Timezones Stop at the Launchpad
Once a crew leaves Earth, Houston time and Cape Canaveral time become largely irrelevant as official timekeeping systems. The Moon has no timezone, no day-night cycle aligned to human working hours, and no Coordinated Universal Time beacon broadcasting from its surface.
What astronauts use instead is Mission Elapsed Time — a simple counter that starts at zero the moment the rocket leaves the pad and counts forward continuously for the entire duration of the mission.
⏱ Mission Elapsed Time (MET)
000:14:32:07
days · hours · minutes · seconds since liftoff
Every event in a mission — engine burns, EVA start times, sleep periods, re-entry windows — is scheduled in MET. It does not matter whether it is Tuesday in Texas or Friday on the far side of the Moon. The mission clock says what time it is.
So Why Does Houston Time Still Matter?
Flight controllers at Johnson Space Center in Houston run on Central Time, and since the crew is in constant communication with Houston, their sleep and wake schedules are deliberately aligned to Houston’s working hours. It is simply easier to have the crew awake when the flight controllers monitoring them are also awake.
Cape Canaveral and its Eastern Time zone fades from relevance the moment the vehicle clears the tower. Kennedy Space Center launches the mission. Johnson Space Center owns it from that point forward.

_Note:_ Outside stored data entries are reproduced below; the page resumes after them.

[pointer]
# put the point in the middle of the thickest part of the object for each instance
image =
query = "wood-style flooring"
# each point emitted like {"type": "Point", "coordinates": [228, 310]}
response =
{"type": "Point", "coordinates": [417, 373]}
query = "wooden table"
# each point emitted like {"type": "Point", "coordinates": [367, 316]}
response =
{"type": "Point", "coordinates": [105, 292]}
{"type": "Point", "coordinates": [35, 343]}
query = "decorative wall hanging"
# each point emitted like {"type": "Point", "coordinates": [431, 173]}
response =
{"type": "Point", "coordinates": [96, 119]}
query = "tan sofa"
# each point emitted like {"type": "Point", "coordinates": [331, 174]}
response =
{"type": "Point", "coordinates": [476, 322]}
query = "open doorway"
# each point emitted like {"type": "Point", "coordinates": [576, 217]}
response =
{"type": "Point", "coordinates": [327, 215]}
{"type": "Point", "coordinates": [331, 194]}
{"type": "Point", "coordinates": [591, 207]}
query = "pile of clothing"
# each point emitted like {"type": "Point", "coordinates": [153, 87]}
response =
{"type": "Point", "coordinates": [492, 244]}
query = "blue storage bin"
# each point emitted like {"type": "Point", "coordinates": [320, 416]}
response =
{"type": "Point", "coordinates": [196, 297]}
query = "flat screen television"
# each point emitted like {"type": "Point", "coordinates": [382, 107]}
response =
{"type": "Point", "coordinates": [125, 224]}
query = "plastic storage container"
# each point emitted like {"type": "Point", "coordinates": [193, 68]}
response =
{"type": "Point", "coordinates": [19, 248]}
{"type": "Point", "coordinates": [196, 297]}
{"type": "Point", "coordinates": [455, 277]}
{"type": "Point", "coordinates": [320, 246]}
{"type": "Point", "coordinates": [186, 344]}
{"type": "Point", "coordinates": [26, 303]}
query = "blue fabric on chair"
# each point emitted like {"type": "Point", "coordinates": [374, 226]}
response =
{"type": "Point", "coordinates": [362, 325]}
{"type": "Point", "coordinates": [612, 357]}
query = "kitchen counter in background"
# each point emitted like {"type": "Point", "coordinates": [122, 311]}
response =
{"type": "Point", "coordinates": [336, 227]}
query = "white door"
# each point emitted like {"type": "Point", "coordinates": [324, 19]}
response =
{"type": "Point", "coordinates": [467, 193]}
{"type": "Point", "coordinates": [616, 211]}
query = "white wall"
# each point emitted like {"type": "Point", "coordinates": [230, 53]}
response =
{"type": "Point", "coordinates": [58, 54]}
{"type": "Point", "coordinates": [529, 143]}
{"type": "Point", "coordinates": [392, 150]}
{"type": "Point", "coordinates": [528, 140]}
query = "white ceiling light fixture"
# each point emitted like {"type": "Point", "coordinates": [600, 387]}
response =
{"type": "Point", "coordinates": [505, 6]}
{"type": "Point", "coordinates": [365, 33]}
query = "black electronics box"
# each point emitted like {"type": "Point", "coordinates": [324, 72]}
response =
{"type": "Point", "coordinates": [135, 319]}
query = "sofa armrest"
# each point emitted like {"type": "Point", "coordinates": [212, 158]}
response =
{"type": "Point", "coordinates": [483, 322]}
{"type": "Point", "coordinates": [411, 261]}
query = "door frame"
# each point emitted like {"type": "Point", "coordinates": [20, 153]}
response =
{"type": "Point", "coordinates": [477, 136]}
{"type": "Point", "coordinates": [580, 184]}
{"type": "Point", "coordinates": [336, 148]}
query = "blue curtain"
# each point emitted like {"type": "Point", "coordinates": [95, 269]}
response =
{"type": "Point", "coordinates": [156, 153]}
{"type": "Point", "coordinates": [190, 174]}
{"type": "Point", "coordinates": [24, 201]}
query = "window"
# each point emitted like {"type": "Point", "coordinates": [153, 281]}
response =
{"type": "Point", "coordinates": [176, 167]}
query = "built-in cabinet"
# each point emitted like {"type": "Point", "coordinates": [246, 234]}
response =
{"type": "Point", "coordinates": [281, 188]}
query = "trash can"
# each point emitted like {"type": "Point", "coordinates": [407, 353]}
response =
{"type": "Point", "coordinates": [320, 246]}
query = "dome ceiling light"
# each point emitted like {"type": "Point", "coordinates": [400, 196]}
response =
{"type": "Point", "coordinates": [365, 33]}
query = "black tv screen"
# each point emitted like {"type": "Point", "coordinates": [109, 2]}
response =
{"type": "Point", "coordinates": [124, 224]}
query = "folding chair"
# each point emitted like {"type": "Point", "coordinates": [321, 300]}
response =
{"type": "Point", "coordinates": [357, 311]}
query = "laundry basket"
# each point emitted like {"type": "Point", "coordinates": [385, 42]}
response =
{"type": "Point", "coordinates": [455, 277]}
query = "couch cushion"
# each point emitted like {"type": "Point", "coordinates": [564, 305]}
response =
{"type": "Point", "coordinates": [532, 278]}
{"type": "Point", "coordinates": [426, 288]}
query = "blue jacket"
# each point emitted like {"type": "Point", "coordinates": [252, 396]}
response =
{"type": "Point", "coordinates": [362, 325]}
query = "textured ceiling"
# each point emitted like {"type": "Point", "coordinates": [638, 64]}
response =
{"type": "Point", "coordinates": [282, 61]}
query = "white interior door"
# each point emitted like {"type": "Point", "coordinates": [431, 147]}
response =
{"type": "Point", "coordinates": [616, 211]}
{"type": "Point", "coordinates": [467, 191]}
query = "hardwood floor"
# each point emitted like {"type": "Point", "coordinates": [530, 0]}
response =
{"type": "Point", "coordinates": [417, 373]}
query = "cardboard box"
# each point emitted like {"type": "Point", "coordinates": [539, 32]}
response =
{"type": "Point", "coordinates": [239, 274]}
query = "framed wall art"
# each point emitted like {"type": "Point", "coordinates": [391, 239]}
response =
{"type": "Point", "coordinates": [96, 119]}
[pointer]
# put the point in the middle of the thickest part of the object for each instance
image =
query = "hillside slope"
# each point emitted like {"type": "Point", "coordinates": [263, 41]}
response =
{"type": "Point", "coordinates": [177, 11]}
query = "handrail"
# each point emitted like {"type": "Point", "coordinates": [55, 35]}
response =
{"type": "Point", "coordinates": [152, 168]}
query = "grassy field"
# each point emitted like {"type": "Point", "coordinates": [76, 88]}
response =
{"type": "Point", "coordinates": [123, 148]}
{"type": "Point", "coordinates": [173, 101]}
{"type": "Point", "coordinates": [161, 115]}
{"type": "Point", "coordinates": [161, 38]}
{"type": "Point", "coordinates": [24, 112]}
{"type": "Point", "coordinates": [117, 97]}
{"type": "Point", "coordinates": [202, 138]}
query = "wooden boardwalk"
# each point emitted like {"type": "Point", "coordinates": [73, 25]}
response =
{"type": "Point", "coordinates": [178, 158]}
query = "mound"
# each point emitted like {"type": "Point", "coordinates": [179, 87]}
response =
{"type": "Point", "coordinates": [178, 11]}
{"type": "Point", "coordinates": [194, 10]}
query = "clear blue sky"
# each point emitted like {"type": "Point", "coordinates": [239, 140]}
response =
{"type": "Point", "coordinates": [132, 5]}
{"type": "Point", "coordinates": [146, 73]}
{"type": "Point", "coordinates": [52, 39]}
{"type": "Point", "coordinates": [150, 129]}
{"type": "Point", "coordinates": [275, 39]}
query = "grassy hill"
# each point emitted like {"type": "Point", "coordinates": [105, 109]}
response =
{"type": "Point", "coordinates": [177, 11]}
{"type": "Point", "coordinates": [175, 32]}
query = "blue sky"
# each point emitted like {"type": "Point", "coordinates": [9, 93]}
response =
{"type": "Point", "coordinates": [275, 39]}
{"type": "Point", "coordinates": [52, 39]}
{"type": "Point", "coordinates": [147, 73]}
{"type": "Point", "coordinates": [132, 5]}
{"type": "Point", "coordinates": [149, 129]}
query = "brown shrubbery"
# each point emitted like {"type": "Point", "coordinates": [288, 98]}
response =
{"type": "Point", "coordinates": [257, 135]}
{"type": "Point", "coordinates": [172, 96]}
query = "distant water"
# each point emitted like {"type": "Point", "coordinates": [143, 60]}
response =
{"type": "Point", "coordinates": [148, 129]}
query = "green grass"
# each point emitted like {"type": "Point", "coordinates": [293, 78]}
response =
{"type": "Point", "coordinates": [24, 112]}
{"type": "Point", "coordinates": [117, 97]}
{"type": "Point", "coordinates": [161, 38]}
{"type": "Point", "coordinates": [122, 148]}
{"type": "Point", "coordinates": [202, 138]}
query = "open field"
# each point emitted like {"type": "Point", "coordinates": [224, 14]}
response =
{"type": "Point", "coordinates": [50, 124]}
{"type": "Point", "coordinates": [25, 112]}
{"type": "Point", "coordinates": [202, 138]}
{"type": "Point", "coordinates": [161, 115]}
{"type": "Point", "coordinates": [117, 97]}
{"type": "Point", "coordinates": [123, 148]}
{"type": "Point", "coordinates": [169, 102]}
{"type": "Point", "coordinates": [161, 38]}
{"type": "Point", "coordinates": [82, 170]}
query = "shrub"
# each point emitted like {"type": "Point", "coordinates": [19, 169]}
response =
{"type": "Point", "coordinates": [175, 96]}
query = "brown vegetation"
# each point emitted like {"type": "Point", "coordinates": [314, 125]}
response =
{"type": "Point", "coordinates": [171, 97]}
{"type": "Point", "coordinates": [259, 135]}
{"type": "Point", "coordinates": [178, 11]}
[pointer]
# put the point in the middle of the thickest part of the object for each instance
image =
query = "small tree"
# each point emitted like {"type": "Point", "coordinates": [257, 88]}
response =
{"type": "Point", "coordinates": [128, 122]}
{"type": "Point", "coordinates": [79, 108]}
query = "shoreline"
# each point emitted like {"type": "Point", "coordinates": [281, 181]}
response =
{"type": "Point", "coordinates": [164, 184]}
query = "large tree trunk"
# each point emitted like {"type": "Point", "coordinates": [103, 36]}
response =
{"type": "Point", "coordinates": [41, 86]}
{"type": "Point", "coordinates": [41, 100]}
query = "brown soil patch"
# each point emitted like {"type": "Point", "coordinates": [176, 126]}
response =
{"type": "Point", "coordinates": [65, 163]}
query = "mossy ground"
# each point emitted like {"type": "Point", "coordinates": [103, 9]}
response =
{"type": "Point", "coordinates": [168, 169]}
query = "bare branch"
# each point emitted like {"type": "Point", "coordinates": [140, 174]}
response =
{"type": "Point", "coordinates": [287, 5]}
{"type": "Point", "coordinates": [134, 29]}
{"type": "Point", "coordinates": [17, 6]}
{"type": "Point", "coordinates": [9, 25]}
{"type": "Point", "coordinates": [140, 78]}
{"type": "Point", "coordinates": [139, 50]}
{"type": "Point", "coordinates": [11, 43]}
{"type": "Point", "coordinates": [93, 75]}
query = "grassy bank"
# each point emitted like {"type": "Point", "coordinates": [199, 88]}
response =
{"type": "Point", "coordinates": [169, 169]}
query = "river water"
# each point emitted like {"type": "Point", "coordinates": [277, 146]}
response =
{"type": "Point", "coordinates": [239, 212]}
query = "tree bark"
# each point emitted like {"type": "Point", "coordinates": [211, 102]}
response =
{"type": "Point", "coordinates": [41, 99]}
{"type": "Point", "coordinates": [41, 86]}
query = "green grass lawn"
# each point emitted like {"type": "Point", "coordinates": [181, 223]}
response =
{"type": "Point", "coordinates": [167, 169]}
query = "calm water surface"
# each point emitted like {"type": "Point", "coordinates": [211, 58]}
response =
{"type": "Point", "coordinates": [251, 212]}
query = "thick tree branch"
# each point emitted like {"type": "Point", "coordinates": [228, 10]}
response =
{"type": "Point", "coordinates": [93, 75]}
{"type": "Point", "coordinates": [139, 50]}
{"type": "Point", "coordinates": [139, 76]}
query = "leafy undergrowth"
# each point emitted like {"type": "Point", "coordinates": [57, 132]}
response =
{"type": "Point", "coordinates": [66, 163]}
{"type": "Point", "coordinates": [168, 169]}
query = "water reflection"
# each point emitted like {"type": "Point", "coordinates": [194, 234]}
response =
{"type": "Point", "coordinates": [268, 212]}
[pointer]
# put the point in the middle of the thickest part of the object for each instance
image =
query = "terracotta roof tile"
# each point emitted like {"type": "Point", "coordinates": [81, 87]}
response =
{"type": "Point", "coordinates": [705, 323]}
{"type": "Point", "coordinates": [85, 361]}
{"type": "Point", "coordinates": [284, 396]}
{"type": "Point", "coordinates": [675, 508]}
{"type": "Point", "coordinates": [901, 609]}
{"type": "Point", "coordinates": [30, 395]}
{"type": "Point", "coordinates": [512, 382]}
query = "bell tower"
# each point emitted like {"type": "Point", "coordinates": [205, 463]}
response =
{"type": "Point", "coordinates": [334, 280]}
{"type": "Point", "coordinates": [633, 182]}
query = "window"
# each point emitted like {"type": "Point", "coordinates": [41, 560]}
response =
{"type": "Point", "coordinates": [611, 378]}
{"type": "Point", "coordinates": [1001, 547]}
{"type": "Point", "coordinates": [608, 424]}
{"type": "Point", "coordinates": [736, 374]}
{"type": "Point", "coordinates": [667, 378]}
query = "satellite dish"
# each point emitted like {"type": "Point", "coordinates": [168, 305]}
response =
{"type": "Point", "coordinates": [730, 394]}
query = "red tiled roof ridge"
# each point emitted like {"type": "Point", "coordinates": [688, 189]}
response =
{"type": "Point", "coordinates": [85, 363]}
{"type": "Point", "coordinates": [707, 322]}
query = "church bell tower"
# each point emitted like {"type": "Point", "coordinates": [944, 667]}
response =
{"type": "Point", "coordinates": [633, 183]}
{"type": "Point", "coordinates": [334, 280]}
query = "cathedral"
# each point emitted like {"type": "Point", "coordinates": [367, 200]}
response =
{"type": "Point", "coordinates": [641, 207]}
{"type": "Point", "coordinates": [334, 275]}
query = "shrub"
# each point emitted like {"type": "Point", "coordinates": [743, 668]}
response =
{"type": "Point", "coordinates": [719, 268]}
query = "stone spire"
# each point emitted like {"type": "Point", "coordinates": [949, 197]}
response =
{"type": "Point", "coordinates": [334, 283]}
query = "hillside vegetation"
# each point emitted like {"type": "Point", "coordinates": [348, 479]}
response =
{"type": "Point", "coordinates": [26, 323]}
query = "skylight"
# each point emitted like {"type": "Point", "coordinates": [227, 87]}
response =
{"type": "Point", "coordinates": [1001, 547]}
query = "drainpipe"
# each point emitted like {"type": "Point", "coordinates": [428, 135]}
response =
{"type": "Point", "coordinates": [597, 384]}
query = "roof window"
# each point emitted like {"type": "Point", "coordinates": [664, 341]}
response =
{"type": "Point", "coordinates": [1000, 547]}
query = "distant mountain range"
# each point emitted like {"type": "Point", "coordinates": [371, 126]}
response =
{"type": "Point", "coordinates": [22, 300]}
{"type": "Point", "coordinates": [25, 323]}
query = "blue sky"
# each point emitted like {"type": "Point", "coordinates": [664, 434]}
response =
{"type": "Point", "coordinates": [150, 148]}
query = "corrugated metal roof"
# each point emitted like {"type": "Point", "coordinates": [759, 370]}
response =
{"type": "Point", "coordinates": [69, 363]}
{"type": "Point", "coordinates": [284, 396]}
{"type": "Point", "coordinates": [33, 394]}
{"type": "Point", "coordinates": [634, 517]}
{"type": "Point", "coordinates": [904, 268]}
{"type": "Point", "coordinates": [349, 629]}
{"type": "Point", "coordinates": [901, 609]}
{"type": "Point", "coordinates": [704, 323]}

What This Means for Future Lunar Residents
For short Apollo-style missions, running on Houston time works fine. But as NASA and international partners plan for longer Artemis surface stays — and eventually a permanent lunar presence — the question of lunar timekeeping becomes a genuine operational challenge.
A lunar day lasts approximately 29.5 Earth days. Sunrise and sunset on the Moon bear no relationship to human sleep cycles. The European Space Agency proposed a formal Lunar Coordinated Time (LTC) standard in 2023, though it has not yet been officially adopted.
Until it is, the Moon remains on Mission Elapsed Time — a clock that started ticking the moment someone was brave enough to light the engines and point it upward.